Biraz düşündükten sonra Sandalcı Sohbet şöyle dedi:
“Ben sana bir şey söyleyeyim mi?”
“Söyle!”
“Biz öyle rakıyı bir meyhanede, yemeği bir lokantada, eğlenceyi bir tiyatroda yapacağımıza, şuradan seninle kalksak, (…) oteline gitsek de ta yarın sabaha kadar her eğlencemizi orada tamamlasak fena mı olur?”
“Sen bilirsin. Bu gece ben sana tabiyim dedim ya!”
“Orada içki de var, yemek de var, her türlü eğlence de var! Hem pahaca dahi o kadar şikâyet olunacak derecede değildir.”
“Sen para cihetine karışma. Ne kadar giderse gitsin.”
“Evet! Zaten ben de orasını onun için istiyorum ya işte! Gündeliği bir mecidiyeyi güç dolduran benim gibi bir sandalcı için o yerler gidilir görülür şeyler değildir. Bir kerecik sizden iyi olmasın bir beyefendiyle gitmiştik. Şimdi o bey artık Galatalara tenezzül etmeyip Beyoğlularına devam etmeye başlamıştır. Belki siz dahi buralardan usanırsanız Beyoğlu’na devam edersiniz. Lakin bizim Galata için ondan daha kibar bir mekân bulunamaz.”

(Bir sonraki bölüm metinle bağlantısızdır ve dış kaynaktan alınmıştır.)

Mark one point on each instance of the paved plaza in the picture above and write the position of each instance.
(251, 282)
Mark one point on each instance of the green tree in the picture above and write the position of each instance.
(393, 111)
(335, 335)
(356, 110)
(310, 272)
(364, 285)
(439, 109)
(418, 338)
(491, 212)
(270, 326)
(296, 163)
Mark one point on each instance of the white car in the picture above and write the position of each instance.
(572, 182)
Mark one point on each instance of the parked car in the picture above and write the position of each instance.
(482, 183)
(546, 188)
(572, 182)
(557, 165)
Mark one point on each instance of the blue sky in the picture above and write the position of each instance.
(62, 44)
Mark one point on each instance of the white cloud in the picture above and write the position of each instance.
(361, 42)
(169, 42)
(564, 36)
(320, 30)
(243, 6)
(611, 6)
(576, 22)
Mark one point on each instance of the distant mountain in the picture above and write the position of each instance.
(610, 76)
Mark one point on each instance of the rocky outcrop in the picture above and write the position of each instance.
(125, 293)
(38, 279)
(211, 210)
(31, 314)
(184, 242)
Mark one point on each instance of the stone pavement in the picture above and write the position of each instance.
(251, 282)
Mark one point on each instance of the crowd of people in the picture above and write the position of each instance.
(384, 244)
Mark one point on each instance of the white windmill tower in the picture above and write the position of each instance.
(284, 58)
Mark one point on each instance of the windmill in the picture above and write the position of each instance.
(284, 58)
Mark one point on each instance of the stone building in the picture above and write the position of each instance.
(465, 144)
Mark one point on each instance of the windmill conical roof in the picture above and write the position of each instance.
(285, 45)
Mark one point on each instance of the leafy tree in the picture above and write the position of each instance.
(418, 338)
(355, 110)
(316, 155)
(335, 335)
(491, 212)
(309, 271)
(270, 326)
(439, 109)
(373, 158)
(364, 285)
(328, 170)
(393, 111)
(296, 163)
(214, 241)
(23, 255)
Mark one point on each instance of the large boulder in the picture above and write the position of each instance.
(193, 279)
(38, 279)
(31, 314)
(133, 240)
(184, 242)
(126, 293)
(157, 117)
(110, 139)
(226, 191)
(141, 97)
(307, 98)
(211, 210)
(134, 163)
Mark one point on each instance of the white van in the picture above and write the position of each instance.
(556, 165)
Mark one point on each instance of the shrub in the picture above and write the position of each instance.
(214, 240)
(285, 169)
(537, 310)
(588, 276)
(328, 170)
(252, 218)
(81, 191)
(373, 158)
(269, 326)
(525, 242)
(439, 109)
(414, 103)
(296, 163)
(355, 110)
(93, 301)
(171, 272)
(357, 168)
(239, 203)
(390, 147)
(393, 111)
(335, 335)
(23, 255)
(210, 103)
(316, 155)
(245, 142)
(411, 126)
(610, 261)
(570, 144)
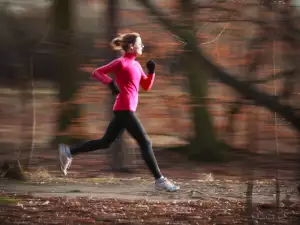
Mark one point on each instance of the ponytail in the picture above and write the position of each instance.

“Galata’dan usanmak, Beyoğlu’na devam etmek, şimdi bilinecek, hükmolunacak şeyler değildir. Eğer oralara devam etmeye kadar varırsak ihtimal ki yine beraber olur. Biz şimdiki hâlde bu gecelik eğlencemize bakalım!”

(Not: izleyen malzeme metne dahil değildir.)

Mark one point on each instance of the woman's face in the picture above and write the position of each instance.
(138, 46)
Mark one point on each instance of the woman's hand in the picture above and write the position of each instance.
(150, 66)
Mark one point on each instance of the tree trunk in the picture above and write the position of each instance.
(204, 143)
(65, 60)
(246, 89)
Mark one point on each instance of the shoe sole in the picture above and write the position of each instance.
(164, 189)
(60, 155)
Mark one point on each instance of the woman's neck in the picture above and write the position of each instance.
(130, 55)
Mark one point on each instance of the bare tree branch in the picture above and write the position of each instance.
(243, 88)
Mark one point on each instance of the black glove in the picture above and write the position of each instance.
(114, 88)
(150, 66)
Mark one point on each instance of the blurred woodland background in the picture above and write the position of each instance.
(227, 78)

Bundan evvel “Henüz On Yedi Yaşında” başlığıyla kaleme almış olduğumuz bir romanda Beyoğlu’nun eğlence mahallerine dair okuyucularımıza epeyce tafsilatlı malumat vermiştik. Bu defa Galata’nın eğlence mahalleri hakkında o ölçüde tafsilat vermeyeceğiz. Zaten evvelce dahi dediğimiz gibi hikâyemizin Galata’yla ilgisi nispeten pek az bir şey olup bununla beraber Beyoğlu hakkında evvelki hikâyemizdeki izahlar, Galata’ya dahi tatbik olunabilmesi için şu noktayı dikkatlice anlamaya çalışmak kifayet eder ki biz “Henüz On Yedi Yaşında” romanında Beyoğlu’nun en muteber eğlencelerini tasvir etmiş olduğumuz hâlde o tarafın en müptezel eğlence mahalleri ne kadar murdar ve tehlikeli olmak lazım gelirse işte o murdar ve tehlikeli yerlerin dahi Galata’ya nispetle en muteber bir yer olacağı malumdur.

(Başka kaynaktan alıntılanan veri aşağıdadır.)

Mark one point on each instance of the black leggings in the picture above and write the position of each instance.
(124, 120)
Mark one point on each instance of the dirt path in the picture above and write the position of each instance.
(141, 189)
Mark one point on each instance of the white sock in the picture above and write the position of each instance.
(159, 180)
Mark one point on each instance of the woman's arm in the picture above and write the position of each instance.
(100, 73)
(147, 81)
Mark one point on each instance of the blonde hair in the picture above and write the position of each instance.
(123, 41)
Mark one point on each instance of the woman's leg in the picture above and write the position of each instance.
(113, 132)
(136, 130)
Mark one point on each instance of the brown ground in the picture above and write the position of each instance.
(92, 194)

En rezil bir aşüfte, Beyoğlu’nda artık beş para edemeyecek kadar bayağılaştıktan sonra Galata’ya indiğinde henüz yeni türeme olmak mertebesinde itibarlı sayılır.
Beyoğlu’nda muteberce yerlerde pazarlık için liralar vahid-i kıyasi[8 - Vahid-i kıyasi: Bir şeyin miktarını ve sair hususiyetlerini ölçmek için kendi cinsinden değişmez olarak tayin edilen parça veya miktar. (e.n.)] olup en müptezel yerlerinde mecidiyeden bahsolunur. Galata’daysa mecidiye denildiği zaman beşibiryerde liradan bahsolunmuş kadar hüküm sürüp çeyrek ve kuruş dahi vahid-i kıyasi kabul edilmektedir.
Ne hacet? Geçenlerde Galata’da bir yangın zuhur ederek yangından sonra arsası kazılırken beş altı insanın kemikleri ortaya çıkmış ve bunlar yangında helak olan adamlar olmayıp ondan evvel defterleri dürülerek mağazaların içine defnedildikleri ortaya çıkmıştı. Bu gibi tehlikeler Beyoğlu’nda yüzde bir muhtemel ise de Galata’da yüzde doksan dokuz muhtemeldir.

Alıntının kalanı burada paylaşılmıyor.